Those following U.S. climate policy will have run into talk of the “discount rate” this week. A discount rate, for those not in the know, is the flip side of an interest rate. Where an interest rate allows us to calculate how much something we have today (like money in the bank) will be worth in the future, a discount rate tells us how much something we will have in the future is worth to us today.  The idea is that we prefer pleasure now to pleasure later (and pain later to pain now). Imagine, for example, that someone owed you $100 in a year. What’s the least you would accept now rather than wait a year for the $100? Supposing it is $90, then we say that your discount rate is 10 percent.

Many environmental economists, including me, are troubled by the use of almost any discount rate greater than zero to calculate the current worth of values (future benefits and harms) that will occur more than a generation from now – an issue of especially importance in climate economics. Here’s what all the kerfuffle is about: When used in long-term analyses of environmental impacts – climate change, the storage of nuclear waste, etc. – the discount rate quantifies our ethical judgment regarding the importance of the welfare of future generations (compared with our own). When we say that the discount rate is zero, we mean that we consider the health and well-being of future generations to be just as important as our own health and well-being. The larger the discount rate, the more we value our own lives and livelihoods over those of our grandchildren.

The current conventional wisdom calls for discount rate that is something like the short-term  “risk-free” interest rate (3 to 5 percent) for calculating the worth today of values that will exist at sometime within the next 20 or 30 years, and slightly lower discount rates for values that will exist in the more distant future. The idea is that the interest rate on the safest investments is what people require to compensate them for waiting (getting their payment later, rather than now).

But people routinely put savings away at very low interest rates. To my mind, this strongly suggests that, even within a single generation, the discount rate can be very low. We save money because it will have a value to us in the future. That we’re willing to put it in savings accounts that often have a less than 1 percent annual interest rate after adjusting for inflation means that it’s worth it to us to put $100 away today to secure about $100 in the future. It would surprise us to hear that our neighbors – unable to find an investment with a 10 or 20 percent rate of return – chose to spend all their money today. We put money away because the future (our own, and that of our families) is important to us. That we can earn some interest on that money is just a side benefit.

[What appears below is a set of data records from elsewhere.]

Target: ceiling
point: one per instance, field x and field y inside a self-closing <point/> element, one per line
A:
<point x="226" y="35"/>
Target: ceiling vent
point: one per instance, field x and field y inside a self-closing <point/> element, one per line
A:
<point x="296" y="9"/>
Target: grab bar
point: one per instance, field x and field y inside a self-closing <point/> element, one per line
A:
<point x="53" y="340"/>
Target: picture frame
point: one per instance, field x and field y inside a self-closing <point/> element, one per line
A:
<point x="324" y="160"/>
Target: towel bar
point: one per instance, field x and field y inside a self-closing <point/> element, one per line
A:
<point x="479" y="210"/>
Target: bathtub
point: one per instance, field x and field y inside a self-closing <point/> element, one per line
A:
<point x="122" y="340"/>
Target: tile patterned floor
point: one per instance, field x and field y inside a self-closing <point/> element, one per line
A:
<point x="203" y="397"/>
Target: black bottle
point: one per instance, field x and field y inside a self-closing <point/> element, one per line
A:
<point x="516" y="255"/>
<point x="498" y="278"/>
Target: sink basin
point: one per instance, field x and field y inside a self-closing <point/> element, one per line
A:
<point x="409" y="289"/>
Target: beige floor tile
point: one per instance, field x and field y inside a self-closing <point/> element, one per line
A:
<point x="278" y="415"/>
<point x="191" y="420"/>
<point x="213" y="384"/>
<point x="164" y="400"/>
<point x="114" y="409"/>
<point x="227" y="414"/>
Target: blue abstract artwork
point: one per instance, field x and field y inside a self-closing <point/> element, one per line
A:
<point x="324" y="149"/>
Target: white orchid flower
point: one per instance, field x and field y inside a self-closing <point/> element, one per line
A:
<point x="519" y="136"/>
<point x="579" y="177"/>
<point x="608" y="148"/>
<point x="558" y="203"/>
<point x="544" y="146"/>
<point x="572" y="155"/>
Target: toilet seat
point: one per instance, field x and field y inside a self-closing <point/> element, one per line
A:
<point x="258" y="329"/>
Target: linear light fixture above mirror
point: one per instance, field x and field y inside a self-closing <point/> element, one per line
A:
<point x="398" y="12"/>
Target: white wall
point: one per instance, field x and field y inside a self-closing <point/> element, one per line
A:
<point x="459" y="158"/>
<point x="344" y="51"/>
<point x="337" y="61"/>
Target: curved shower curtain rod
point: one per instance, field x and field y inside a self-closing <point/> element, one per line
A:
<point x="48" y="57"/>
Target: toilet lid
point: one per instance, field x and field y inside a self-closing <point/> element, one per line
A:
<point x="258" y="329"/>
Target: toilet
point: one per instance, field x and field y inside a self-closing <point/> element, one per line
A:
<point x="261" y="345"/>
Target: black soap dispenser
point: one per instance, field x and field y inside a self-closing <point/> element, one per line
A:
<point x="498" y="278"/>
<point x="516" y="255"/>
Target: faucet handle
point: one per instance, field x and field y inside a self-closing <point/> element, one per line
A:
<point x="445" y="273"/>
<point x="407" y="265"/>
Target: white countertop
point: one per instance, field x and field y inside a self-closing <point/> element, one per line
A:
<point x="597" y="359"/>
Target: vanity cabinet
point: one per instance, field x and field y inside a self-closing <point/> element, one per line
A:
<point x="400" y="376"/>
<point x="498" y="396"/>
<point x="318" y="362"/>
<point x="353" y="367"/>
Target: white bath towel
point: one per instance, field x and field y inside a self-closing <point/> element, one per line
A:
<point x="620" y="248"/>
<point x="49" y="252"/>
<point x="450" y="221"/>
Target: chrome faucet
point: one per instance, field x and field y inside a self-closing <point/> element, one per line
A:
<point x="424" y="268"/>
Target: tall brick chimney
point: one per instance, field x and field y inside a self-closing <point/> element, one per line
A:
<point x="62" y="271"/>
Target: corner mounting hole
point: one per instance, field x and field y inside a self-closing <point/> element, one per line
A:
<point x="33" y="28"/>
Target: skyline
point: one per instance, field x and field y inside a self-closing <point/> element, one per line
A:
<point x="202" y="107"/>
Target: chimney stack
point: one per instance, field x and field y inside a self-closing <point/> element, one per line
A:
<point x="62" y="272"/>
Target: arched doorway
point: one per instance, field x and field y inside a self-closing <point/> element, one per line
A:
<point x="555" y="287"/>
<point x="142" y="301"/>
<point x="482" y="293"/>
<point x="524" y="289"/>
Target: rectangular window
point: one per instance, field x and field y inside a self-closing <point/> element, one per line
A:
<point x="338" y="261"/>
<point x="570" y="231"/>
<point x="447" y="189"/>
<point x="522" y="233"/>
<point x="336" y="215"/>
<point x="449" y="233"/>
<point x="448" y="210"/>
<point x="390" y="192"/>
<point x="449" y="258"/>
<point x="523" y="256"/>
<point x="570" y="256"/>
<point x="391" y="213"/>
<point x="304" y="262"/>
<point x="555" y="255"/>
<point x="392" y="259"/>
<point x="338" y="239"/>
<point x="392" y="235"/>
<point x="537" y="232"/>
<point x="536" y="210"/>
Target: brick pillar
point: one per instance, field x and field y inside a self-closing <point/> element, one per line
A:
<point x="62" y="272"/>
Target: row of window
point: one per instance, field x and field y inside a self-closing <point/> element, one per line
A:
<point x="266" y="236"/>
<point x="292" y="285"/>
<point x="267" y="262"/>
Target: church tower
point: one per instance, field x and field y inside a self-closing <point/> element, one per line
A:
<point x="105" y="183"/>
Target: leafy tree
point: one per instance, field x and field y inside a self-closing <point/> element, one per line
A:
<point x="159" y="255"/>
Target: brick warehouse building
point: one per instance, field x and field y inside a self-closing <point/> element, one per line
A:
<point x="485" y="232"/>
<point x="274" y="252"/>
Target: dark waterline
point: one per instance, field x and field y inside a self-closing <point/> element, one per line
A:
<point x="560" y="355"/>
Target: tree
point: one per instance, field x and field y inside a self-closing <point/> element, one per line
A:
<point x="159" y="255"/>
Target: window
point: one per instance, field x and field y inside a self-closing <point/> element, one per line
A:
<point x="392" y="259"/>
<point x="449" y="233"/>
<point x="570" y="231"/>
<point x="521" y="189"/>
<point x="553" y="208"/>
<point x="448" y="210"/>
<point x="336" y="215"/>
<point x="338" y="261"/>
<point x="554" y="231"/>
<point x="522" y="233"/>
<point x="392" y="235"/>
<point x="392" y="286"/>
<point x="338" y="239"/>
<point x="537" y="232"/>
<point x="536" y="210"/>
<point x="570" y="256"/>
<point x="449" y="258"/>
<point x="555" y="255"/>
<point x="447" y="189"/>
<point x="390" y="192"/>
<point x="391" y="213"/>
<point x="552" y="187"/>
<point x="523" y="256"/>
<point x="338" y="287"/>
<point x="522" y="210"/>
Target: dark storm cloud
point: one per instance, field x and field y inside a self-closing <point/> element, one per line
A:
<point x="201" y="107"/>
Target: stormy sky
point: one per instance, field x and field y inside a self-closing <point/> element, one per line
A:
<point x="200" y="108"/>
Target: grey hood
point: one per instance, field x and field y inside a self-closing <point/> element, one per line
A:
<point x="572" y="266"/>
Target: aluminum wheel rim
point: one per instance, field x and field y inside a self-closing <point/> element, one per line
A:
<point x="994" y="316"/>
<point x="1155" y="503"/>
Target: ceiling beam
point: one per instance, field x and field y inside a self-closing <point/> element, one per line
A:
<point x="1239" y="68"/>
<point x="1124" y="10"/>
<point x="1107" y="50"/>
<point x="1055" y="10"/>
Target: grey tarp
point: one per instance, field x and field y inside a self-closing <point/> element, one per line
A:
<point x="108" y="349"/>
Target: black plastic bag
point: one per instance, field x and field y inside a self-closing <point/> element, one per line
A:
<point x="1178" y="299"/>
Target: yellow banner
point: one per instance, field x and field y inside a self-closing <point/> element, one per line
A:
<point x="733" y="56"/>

Reasonable people can and do disagree about the most appropriate discount rate to apply to long-term problems, although the use of discount rates above 5 percent has become much more unusual in recent years, and a discount rate over 3 percent on values that will occur in 2050 or later certainly would raise the eyebrows of many (most?) climate economists.

That’s why reports last week – now said to be erroneous – that the Office of Management and Budget (OMB) was recommending discount rates of 25 or even 50 percent for use in environmental analyses got a lot of people in a lather (these outrageous rate recommendations are now said to have originated with a staffer in another agency and were posted online, but not advocated, by OMB).

Similarly, the Obama administration’s recommendation of a social cost of carbon based on a 3 to 5 percent discount rate, for an analysis that stretches hundreds of years into the future, puts a surprisingly low value on the next generations’ welfare. Here’s an example: An event with the magnitude of material damages of Katrina (which some estimates put at $300 billion) occurring 500 years from now would be worth just $110,000 today at a 3 percent discount rate, or $8 at a 5 percent discount rate. Personally, I think the future is worth more than that.